Impact of Fontan Fenestration on Long-Term Outcomes: A Propensity Score-Matched Analysis.

Background The long-term impact of fenestration at the time of Fontan operation remains unclear. We aimed to review the early and long-term impact of Fontan fenestration in the Australia and New Zealand cohort. Methods and Results We reviewed 1443 patients (621 fenestrated, 822 nonfenestrated) from the Australia and New Zealand Fontan registry. Data were collected on preoperative demographics, operative details, and follow-up. Propensity-score matching was performed to account for the various preoperative and operative differences and risk factors. Primary outcomes were survival and freedom from failure. Median follow-up was 10.6 years. After propensity-score matching (407 matched pairs), there was no difference in survival (87% versus 90% at 20 years; P=0.16) or freedom from failure (73% versus 80% at 20 years; P=0.10) between patients with and without fenestration, respectively. Although patients with fenestration had longer bypass and cross-clamp times (P<0.001), there was no difference in hospital length of stay or prolonged pleural effusions (P=0.80 and P=0.46, respectively). Freedom from systemic and Fontan circuit thromboembolism was higher in the nonfenestrated group (89%; 95% CI, 88%-95%) than the fenestrated group (84%; 95% CI, 77%-89%; P=0.03). There was no difference in incidence of plastic bronchitis, protein-losing enteropathy, New York Heart Association Class III/IV symptoms, or Fontan takedown. Conclusions In the propensity score-matched analysis we have demonstrated no difference in long-term survival or freedom from Fontan failure in patients with and without fenestration. There was a higher incidence of long-term thromboembolic events in patients with fenestration. Overall, it appears that fenestration in Fontan circulation does not bring long-term benefits.

Australia and New Zealand

atrioventricular valve

Clinical Perspective

What Is New?

Fenestration of the Fontan circuit does not appear to convey long‐term benefits in propensity score–matched cohorts.
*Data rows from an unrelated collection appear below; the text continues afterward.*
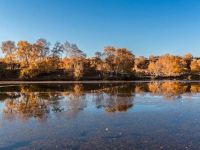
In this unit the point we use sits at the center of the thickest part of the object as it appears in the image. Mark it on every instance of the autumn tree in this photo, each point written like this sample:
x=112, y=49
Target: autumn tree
x=75, y=59
x=119, y=60
x=168, y=65
x=9, y=49
x=195, y=66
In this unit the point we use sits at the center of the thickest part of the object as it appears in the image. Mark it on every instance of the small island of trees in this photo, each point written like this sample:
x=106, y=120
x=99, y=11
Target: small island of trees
x=65, y=61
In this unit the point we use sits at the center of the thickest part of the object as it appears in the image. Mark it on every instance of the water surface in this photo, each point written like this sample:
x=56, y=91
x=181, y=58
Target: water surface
x=138, y=115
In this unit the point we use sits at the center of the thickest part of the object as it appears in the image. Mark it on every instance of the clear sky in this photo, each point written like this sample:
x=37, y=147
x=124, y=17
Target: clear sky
x=143, y=26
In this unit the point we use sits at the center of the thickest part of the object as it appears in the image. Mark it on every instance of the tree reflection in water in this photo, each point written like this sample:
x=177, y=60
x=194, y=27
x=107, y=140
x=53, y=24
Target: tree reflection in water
x=37, y=101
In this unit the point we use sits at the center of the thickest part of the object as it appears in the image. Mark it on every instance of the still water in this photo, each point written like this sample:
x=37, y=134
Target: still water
x=138, y=115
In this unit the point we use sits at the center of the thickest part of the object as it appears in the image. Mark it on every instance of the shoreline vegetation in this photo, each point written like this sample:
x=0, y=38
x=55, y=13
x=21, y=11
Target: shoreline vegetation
x=41, y=61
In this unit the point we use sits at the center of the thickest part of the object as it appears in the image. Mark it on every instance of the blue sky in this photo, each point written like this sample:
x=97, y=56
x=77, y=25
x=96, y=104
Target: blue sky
x=143, y=26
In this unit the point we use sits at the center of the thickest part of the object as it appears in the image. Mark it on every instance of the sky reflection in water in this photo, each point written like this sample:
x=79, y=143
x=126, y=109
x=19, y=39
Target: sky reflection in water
x=152, y=115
Fenestration is associated with a higher risk of thromboembolic events.

What Are the Clinical Implications?

It is important to precisely define the short‐term benefits of fenestration in Fontan circulation given that routine placement fenestration does not appear to confer long‐term benefits and is associated with an increased risk of thrombosis.

The addition of fenestration at the time of Fontan operation should be considered on a case‐by‐case basis.

The concept of fenestration between the systemic venous return and atrial chamber was developed to improve early outcomes after the Fontan procedure. , The proposed benefits of fenestration are to reduce the rise in post‐Fontan systemic venous pressure and to augment preload of the systemic ventricle. These benefits are believed to minimize pleural drainage, hospital length of stay, and short‐term morbidity. , However, fenestration causes a degree of systemic arterial desaturation and exposes the patient to a risk of paradoxical thromboembolism. The overall long‐term effects of fenestration remain poorly defined. Although some advocate for routine fenestration of the Fontan pathway, there remains a debate as to its benefits in all patients. , , We aimed to address this uncertainty through a propensity‐scored analysis of a large cohort of patients with Fontan circulation.

Methods

Because of the confidential nature of the data used, the study data will not be made available. The analytic methods used in this study are described in the statiscial analysis section. The Australian and New Zealand (ANZ) Fontan Registry is a binational registry that includes patients from the 2 countries who have survived to hospital discharge with an intact Fontan circulation. The design of the ANZ Fontan Registry has previously been described, and the ongoing approval for research using the contained patient data is maintained by all institutional review boards involved. A review of the ANZ Fontan Registry was conducted. Patient demographics, pre‐Fontan hemodynamic data, operative details, and follow‐up data were collected from the registry. Fenestration was performed using a technique previously described. The decision whether to perform a fenestration was variable across institutions, with some performing routine fenestration and others on a case‐by‐case basis. Thromboembolic prophylaxis as well as management of liver and renal dysfunction were also on a case‐by‐case basis.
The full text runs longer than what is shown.